Within, he discovered Donal standing by an open wall, caught by a full shaft of Procyon’s white-gold sunlight, gazing out over Portsmouth and apparently deep in thought. It was a position in which he was to be discovered often, these later days. He looked up now at the sound of fan’s measured tread approaching.
Six years of military and political successes had laid their inescapable marks upon Donal’s face, marks plain to be seen in the sunlight. At a casual glance he appeared hardly older than the young man who had left the Dorsai half a dozen years before. But a closer inspection showed him to be slightly heavier of build now — even a little taller. Only this extra weight, slight increase as it was, had not served to soften the clear lines of his features. Rather these same features had grown more pronounced, more hard of line. His eyes seemed a little deeper set now; and the habit of command — command extended to the point where it became unconscious — had cast an invisible shadow upon his brows, so that it had become a face men obeyed without thinking, as if it was the natural thing to do.

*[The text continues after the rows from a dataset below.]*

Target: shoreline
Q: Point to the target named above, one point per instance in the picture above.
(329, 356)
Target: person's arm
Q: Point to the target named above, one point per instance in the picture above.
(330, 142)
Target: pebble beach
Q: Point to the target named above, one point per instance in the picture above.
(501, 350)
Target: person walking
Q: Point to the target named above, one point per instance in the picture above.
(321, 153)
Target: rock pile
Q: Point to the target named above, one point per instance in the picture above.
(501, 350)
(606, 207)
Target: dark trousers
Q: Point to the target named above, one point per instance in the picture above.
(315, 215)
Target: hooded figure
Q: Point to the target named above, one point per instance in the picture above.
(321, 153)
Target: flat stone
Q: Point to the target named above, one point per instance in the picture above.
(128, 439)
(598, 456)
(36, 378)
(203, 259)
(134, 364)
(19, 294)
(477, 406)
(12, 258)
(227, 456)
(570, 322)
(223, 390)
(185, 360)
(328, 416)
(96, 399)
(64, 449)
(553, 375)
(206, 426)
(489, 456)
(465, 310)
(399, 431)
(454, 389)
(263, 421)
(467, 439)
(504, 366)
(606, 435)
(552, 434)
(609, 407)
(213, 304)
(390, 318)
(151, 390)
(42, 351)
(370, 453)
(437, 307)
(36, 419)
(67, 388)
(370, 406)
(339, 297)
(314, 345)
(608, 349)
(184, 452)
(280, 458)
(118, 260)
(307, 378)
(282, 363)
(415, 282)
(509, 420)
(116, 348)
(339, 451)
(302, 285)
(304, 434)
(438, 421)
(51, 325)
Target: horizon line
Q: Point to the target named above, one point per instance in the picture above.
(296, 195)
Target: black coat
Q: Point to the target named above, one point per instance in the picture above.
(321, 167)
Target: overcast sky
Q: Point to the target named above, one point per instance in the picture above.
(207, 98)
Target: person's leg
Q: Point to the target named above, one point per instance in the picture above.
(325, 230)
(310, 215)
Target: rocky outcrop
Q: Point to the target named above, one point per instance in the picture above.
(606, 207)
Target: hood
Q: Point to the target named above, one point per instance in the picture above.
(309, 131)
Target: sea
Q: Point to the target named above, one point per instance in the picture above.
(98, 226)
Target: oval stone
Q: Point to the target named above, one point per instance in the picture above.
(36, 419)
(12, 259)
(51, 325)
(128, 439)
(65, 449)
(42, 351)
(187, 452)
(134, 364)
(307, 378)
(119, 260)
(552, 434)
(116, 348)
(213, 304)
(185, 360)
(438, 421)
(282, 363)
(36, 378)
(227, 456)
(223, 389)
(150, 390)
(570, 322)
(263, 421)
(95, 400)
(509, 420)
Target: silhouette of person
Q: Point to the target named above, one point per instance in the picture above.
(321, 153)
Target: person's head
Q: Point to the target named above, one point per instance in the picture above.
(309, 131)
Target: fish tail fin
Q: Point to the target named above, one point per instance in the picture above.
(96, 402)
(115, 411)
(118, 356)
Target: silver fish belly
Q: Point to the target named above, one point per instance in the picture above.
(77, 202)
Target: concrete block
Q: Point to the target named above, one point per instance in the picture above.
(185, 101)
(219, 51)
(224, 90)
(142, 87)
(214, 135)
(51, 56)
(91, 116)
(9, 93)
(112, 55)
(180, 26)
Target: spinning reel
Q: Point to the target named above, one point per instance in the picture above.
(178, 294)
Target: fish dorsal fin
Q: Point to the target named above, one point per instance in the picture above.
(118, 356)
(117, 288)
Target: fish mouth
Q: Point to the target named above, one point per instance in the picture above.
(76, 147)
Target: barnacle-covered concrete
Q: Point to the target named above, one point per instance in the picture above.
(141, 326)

“Well?” he said, as Ian came up.
“They’ve got New Earth,” his uncle answered; and handed over the signal tape. “Private-and-secret to you from Galt.”
Donal took the tape automatically, that deeper, more hidden part of him immediately taking over his mind. If the six years had wrought changes upon his person and manner, they had worked to even greater ends below the surface of his being. Six years of command, six years of estimate and decision had beaten broad the path between his upper mind and that dark, oceanic part of him, the depthless waters of which lapped on all known shores and many yet unknown. He had come — you could not say to terms — but to truce with the source of his oddness; hiding it well from others, but accepting it to himself for the sake of the tool it placed in his hands. Now, this information Ian had just brought him was like one more stirring of the shadowy depths, a rippled vibration spreading out to affect all, integrate with all — and make even more clear the vast and shadowy ballet of purpose and counter-purpose that was behind all living action; and — for himself — a call to action.
As Protector of Procyon, now responsible not only for the defense of the Exotics, but of the two smaller inhabited planets in that system — St. Marie, and Coby — that action was required of him. But even more; as himself, it was required of him. So that what it now implied was not something he was eager to avoid. Rather, it was due, and welcome. Indeed, it was almost too welcome — fortuitous, even.